One of the most important functions of any commercial bank is to accept deposits from the public, basically for the purpose of lending. Deposits from the public are the principal sources of funds for banks.
Safety of bank deposits – Bank deposits are assumed to be safe. Are they really safe? Deposit Insurance and Credit Guarantee Corporation (DICGC) a wholly owned subsidiary of Reserve Bank of India (RBI) is the institution which has the responsibility of insuring deposits of customers made in banks. Deposits made by a customer in a bank upto Rs. 100000 is insured by DICGC.
Deregulation of Savings Bank Deposit Interest Rate – Banks are free to determine their savings bank deposit interest rate. This deregulation is applicable to savings bank deposits of resident Indians only. This deregulation is effective since October 25, 2011.
Types of Deposits – The bank deposits can be classified into
- Demand deposits: Deposits those are payable on demand through cheque or otherwise.

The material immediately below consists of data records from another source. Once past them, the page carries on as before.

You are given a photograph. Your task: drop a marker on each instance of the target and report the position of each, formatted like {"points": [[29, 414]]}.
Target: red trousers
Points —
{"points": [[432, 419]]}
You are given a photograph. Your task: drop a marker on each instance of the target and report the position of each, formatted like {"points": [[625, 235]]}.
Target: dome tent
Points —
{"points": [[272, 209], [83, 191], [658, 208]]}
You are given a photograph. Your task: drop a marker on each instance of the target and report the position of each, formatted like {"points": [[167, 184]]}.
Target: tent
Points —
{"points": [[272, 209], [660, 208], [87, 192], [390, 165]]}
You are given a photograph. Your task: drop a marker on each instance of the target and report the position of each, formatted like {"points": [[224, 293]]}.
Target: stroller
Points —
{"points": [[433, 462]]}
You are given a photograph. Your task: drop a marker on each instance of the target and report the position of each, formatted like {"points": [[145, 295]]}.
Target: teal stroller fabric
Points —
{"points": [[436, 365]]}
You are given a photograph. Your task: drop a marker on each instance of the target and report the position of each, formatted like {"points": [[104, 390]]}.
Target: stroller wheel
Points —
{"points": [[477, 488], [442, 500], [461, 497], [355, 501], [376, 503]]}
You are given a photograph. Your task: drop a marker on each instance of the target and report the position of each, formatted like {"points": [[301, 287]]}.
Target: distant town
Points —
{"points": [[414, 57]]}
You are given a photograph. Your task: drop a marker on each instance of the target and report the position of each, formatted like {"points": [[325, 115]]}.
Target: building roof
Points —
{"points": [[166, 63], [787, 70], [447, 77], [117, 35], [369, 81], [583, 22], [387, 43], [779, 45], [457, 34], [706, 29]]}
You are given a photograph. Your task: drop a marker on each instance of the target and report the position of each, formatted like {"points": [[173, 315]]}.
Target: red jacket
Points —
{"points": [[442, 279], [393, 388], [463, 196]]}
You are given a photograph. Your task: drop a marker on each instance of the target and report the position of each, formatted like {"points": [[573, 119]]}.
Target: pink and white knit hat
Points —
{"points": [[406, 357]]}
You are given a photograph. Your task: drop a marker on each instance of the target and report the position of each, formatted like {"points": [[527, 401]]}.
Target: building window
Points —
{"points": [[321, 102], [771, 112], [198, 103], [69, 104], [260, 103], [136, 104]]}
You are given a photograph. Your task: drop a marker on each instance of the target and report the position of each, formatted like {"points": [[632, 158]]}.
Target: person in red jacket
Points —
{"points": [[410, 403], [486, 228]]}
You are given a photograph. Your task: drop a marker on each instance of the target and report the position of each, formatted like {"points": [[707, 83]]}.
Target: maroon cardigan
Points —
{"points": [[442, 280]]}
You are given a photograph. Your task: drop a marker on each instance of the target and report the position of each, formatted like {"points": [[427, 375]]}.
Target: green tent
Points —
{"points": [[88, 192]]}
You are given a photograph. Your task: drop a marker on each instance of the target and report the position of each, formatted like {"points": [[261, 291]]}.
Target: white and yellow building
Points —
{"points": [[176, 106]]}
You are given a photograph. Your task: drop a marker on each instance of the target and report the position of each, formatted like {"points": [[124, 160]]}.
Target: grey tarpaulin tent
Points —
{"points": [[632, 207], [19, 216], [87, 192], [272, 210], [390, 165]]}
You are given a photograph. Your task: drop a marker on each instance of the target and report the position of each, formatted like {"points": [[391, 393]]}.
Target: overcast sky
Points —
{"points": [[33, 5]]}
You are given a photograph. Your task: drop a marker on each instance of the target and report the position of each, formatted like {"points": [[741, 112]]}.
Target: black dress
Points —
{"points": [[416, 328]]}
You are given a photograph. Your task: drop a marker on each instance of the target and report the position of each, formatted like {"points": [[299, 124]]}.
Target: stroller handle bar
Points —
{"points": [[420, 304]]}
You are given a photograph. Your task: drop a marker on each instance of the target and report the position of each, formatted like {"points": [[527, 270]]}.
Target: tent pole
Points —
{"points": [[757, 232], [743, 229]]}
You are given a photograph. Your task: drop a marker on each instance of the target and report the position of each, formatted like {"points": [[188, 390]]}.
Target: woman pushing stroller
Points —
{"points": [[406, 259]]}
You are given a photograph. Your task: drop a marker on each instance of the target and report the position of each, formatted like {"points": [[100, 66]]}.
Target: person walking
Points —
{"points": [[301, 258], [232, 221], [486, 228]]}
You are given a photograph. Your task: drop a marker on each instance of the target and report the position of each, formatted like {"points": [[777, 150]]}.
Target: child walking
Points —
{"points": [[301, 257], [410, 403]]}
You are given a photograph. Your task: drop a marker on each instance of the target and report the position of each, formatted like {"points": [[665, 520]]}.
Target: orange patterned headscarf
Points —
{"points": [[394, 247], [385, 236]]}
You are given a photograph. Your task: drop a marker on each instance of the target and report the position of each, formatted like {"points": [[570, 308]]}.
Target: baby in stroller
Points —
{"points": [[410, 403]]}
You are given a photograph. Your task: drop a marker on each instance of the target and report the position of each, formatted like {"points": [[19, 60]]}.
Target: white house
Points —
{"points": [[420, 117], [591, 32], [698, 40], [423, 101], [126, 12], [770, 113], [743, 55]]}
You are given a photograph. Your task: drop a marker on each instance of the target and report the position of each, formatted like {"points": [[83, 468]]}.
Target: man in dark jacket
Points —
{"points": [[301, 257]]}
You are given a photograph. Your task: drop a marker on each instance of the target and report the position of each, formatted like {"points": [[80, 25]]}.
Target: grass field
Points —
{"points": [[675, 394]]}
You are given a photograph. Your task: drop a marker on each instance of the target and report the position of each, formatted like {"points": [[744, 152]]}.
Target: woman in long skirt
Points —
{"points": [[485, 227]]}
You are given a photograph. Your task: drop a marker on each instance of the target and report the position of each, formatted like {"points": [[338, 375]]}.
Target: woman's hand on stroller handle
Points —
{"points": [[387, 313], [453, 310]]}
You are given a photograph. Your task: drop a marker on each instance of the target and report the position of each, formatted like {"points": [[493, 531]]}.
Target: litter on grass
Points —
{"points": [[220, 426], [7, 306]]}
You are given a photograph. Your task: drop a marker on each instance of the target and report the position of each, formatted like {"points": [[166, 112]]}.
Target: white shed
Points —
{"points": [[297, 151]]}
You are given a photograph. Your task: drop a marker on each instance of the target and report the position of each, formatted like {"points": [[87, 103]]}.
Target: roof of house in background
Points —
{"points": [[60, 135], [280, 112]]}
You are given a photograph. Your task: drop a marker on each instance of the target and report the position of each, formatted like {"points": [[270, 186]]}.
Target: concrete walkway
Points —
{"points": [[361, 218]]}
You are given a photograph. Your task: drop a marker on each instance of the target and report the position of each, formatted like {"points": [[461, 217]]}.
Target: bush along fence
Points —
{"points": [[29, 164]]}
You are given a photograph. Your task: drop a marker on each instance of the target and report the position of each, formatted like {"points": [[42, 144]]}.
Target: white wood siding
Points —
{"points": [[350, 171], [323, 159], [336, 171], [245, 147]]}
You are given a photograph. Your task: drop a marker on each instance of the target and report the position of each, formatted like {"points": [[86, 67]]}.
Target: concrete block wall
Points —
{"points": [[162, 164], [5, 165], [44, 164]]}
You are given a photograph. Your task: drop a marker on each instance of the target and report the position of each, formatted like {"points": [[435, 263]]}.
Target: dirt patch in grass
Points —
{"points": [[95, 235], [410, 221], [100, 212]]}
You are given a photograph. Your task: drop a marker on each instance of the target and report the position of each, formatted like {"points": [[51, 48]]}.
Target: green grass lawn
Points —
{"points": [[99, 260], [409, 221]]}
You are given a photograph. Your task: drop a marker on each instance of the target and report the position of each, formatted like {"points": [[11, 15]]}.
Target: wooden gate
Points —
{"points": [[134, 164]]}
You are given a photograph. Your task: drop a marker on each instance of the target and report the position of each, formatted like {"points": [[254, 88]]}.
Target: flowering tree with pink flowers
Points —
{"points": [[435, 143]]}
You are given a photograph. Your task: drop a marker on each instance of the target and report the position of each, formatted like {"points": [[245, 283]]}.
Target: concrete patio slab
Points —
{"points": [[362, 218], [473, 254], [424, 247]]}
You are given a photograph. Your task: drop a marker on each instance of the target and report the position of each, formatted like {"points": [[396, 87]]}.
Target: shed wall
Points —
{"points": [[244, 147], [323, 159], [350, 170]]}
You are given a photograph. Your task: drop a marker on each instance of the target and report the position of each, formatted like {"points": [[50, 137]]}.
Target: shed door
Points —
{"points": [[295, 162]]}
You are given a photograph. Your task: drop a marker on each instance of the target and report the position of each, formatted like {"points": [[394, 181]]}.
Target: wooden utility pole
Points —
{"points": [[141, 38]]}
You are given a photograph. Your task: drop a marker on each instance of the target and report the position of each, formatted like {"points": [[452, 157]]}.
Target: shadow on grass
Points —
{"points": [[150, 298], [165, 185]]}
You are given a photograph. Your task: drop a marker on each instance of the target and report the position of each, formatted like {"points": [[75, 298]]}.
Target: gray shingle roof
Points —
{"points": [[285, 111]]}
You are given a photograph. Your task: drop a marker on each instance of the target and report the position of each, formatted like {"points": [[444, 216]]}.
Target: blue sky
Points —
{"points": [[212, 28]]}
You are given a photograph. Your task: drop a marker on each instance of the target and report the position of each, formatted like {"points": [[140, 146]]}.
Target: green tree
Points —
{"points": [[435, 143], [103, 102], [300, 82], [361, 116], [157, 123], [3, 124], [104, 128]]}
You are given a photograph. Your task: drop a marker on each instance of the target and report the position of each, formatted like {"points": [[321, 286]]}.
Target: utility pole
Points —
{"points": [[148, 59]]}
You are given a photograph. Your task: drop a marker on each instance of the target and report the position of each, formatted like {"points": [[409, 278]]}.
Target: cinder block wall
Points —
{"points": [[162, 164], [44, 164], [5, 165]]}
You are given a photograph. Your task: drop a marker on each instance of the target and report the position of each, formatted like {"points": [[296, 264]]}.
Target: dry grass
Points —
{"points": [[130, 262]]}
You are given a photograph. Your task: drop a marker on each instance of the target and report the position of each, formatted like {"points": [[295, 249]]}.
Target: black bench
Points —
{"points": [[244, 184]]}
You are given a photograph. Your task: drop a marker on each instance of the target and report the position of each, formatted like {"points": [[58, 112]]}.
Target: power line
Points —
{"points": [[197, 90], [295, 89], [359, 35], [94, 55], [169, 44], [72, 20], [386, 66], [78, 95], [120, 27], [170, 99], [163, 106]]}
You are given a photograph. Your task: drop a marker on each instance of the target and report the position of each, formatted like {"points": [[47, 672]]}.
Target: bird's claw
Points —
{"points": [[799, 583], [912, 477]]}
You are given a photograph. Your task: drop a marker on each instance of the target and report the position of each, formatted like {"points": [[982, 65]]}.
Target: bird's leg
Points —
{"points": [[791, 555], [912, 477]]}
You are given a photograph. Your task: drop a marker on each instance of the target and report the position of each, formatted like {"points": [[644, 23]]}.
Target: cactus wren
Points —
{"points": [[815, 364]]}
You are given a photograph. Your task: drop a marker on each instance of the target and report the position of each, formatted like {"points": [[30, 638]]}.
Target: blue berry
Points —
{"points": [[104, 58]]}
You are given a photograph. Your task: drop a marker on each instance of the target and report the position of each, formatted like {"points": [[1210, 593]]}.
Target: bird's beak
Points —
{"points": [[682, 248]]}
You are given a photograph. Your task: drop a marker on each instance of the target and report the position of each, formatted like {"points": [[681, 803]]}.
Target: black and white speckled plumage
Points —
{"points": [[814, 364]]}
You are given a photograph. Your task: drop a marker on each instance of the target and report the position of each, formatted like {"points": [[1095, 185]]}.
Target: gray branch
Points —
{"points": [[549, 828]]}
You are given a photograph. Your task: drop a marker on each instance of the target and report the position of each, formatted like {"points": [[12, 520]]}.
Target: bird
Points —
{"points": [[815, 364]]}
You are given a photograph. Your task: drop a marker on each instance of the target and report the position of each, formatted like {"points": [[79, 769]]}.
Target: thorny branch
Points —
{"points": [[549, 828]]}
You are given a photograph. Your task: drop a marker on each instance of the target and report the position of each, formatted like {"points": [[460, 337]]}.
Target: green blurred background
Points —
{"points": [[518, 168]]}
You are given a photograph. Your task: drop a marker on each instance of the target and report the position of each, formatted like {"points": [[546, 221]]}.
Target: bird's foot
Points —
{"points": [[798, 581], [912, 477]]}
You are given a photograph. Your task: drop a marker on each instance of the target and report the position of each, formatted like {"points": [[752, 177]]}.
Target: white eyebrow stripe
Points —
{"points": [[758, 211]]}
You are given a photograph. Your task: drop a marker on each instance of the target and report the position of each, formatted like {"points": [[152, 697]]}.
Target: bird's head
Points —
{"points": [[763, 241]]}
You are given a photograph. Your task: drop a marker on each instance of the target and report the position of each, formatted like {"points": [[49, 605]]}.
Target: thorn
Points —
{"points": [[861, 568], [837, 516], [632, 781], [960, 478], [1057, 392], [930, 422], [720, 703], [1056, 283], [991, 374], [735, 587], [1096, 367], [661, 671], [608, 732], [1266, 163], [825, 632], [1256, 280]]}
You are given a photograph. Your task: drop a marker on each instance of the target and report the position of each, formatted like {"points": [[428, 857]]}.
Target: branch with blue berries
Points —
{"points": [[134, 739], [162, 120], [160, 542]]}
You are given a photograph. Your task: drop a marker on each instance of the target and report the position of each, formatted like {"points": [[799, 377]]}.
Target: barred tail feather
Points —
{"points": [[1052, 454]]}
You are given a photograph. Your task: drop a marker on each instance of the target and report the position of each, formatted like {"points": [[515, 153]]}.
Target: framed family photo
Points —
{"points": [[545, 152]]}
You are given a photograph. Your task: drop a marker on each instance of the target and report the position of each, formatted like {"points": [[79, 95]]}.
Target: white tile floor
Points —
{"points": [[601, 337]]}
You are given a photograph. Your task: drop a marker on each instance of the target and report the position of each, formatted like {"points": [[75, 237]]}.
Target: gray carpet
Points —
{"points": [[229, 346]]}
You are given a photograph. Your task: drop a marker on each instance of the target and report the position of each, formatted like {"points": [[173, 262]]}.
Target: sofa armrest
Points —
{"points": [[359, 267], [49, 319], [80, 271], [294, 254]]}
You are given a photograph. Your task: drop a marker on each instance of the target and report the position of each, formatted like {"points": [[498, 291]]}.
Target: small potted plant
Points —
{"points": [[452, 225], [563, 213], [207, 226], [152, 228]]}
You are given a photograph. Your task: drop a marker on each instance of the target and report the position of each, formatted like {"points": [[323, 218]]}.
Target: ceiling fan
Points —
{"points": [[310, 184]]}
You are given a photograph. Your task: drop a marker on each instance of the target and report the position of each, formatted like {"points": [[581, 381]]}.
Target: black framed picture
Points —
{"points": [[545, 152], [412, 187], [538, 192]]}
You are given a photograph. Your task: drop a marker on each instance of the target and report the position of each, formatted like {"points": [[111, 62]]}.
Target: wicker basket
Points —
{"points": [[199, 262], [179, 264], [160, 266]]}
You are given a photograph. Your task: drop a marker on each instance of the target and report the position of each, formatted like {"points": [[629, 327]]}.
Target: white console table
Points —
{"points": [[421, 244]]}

Demand deposits serve as a medium of exchange, for their ownership can be transferred from one person to another through cheques and clearing arrangements provided by banks. They have no fixed term to maturity.
- Time Deposits: Those deposits which are not payable on demand and on which cheques cannot be drawn. They have a fixed term to maturity.
Different deposit accounts (Savings, Current etc.) offered by a bank fall into one of these categories i.e. Demand Deposit, Time Deposit or combination of both.
Types of Deposit Accounts – There are several deposit accounts offered by banks in India; but they can be classified into three main categories:
- Current account: A current account is a form of demand-deposit, as the banker is obliged to repay these liabilities on demand from the customer. Withdrawals from current accounts are allowed any number of times depending upon the balance in the account or up to a particular agreed amount. Current deposits are non-interest bearing.
- Savings bank account: Savings deposits are a form of demand deposits, which is subject to restrictions on the number of withdrawals as well as on the amounts of withdrawals during any specified period. Further, minimum balances may be prescribed in order to offset the cost of maintaining and servicing such deposits. Current Account and Saving Account deposits are collectively termed as CASA (Current Account and Savings Account) deposits. CASA deposits are low cost deposits to banks. A bank generally tries to maintain high CASA deposit.
- Term deposit account: Term deposit is a deposit received by the Bank for a fixed period, after which it can be withdrawn. Term deposits include deposits such as Fixed Deposits, Reinvestment deposits, Recurring Deposits etc. Interest is paid on term-deposits, either on maturity or at stipulated intervals depending upon the deposit scheme under which the money is placed.